Court Opinion

ID: 3365444
Source: CourtListenerOpinion
Date Created: 2016-07-05 18:07:13.81162+00
Date Added: 2024-06-11T14:02:15.764325
License: Public Domain

[EDITOR'S NOTE: This case is unpublished as indicated by the issuing court.]
MEMORANDUM OF DECISION ON MOTION TO STRIKE
The present action was instituted by Harold F. Brunault on behalf of the minor plaintiff, Leo P. Mariani, Jr., by a CT Page 10508 one count complaint dated June 11, 1991. The complaint alleges that on or about June 16, 1989, the plaintiff sustained personal injuries as a consequence of a fireworks accident. The complaint further alleges that plaintiff's injuries were caused by the negligence of his parents, Leo P. Mariani, Sr. and Marie Mariani. Defendants filed a motion to strike the complaint on the ground of parent-child immunity.

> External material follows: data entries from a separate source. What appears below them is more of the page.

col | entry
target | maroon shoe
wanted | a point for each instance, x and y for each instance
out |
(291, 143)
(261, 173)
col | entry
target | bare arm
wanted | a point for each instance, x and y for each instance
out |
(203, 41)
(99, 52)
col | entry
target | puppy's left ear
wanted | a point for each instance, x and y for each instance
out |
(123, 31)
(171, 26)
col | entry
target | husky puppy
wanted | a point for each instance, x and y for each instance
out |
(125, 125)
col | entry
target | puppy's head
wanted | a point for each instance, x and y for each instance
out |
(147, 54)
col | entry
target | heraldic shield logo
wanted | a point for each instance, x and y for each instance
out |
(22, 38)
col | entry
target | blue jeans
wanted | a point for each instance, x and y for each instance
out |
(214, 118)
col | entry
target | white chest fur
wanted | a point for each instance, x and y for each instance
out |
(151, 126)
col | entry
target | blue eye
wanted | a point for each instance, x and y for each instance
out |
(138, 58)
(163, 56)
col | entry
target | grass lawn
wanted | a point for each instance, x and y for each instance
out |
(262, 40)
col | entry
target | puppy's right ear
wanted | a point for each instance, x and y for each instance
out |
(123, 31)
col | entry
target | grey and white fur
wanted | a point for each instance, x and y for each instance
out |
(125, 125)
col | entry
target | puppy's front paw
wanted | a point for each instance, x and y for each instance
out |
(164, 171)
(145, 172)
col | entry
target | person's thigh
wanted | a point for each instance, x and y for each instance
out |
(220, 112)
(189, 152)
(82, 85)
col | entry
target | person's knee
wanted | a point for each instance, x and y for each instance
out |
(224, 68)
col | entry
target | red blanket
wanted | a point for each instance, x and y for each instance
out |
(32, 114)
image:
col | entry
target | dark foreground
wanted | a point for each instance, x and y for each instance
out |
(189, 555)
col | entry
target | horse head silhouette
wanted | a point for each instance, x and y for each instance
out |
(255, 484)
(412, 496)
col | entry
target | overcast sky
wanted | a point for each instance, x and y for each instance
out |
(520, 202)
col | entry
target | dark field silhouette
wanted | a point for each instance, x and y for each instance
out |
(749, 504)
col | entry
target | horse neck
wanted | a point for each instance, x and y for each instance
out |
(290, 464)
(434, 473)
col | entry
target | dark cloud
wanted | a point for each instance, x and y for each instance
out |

The court in Dzenutis v. Dzenutis, 200 Conn. 290,512 A.2d 130 (1986), in discussing the law on parent-child immunity stated:
  In Mesite v. Kirchenstein, 109 Conn. 77, 84,  145 A. 753 (1929), this court first adopted the rule barring an unemancipated minor child from suing his parent for injuries caused by the negligence of his parent. "Authority in the parent to require obedience in the child is indispensable to the maintenance of unity in the family. Anything which undermines this authority, brings discord into the family, weakens its government and disturbs its peace, is an injury to society and to the State. Few things could bring about this unhappy condition more quickly or widen the breach between parent and child further than the bringing of an action at law for personal injuries by a minor child against the parent. Such unseemly family discord is injurious to the public welfare, to such a degree that all the courts of this country, which have had occasion to express their opinion upon the right of the minor to maintain such an action, have declared that the exercise of this right is against sound public policy." Id. 84.
Dzenutis; supra, 298.
The statutory exceptions to parent-child immunity are set forth in General Statutes 52-572c which states:
  In all actions for negligence in the operation of a motor vehicle, and in all actions accruing on or after October 1, 1979, for negligence in the operation of an aircraft or vessel, as defined in section 15-127, resulting in personal injury, wrongful death or injury to property, the immunity between parent child in such negligence action brought by a parent against his child or by or on behalf of a child against his parent is abrogated.
CT Page 10509
General Statutes 52-572c.
Pursuant to Dzenutis and the General Statutes, the law in Connecticut is that an unemancipated minor cannot maintain an ordinary negligence action for damages for personal injuries against his parents. In the present action the plaintiff was injured at the family residence when he was playing with fireworks. These facts do not fall within any known exceptions to parent-child immunity. Accordingly, the defendant's motion to strike the complaint is granted.